Total commercial and industrial loans stood at $25.3 billion as of December 31, compared with $24.4 billion on September 30. Commercial loans represent 46% of total loans held for investment, while multifamily loans account for 44% at December 31, displaying significant diversification compared to a year ago. Residential loans and other loans represent 7% and 3% respectively of total loans held for investment.
On December 31, total deposits amounted to $81.4 billion, reflecting a $1.3 billion, or 2%, decrease from September 30. Although deposits actually grew by 2%, they were impacted by the dislocation from the Signature deal according to the bank’s report.
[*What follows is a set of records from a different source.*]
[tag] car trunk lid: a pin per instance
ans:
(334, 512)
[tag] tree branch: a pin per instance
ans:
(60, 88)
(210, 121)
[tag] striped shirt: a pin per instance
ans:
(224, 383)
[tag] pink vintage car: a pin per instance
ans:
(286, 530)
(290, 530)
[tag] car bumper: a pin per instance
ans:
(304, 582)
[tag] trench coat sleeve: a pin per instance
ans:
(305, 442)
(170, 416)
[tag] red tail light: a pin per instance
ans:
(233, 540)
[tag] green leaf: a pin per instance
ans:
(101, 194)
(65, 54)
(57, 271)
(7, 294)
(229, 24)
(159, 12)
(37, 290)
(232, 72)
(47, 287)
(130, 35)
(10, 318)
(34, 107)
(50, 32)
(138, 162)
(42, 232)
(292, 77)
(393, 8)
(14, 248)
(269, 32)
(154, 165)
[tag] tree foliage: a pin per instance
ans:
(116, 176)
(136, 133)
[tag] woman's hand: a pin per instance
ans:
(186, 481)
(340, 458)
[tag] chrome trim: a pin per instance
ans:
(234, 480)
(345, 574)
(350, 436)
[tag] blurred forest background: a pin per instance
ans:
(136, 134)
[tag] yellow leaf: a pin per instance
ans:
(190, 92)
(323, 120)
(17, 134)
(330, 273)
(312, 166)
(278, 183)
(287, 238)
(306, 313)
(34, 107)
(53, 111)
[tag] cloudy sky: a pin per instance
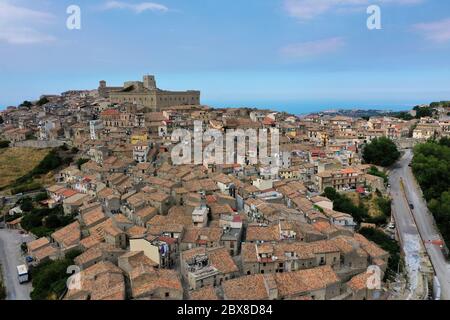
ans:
(286, 54)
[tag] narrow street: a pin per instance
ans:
(416, 224)
(10, 258)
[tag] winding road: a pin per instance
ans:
(416, 227)
(10, 258)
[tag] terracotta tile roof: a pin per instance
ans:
(91, 241)
(93, 216)
(245, 288)
(69, 235)
(262, 233)
(206, 293)
(102, 281)
(145, 280)
(359, 282)
(222, 261)
(298, 282)
(95, 252)
(45, 252)
(36, 244)
(136, 231)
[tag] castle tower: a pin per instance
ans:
(149, 82)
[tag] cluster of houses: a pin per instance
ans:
(149, 229)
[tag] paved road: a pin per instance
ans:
(422, 218)
(10, 258)
(409, 234)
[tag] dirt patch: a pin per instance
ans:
(16, 162)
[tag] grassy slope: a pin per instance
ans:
(16, 162)
(370, 203)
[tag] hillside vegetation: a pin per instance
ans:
(431, 166)
(17, 162)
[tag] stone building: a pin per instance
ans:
(147, 94)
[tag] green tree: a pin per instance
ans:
(381, 151)
(422, 112)
(81, 161)
(4, 144)
(387, 244)
(431, 165)
(42, 101)
(26, 104)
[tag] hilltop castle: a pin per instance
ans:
(147, 94)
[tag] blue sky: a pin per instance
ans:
(293, 55)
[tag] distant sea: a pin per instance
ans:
(301, 107)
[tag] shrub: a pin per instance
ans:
(4, 144)
(381, 151)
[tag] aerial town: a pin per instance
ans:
(108, 202)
CEO Cangemi emphasized that the decision to reduce the dividend was not taken lightly but was a prudent measure to accelerate efforts to build capital and support the company’s balance sheet.
“While these necessary actions negatively impacted our fourth quarter results, we are confident they better align our larger organization with our new peers and provide a solid foundation going forward,” he stated.
Cangemi expressed the belief that these measures would facilitate the bank’s continued growth. “We successfully grew into a $50 billion-plus bank in 2018, and we believe the actions we are taking now will make our transition to a $100 billion plus bank even more successful,” he added.
The bank significantly broadened its operations with the acquisitions of
Signature Bank
and Flagstar Bank, a regional lender based in Michigan. The latter acquisition closed just before last year’s regional bank crisis, which led to the downfall of three lenders, including Signature.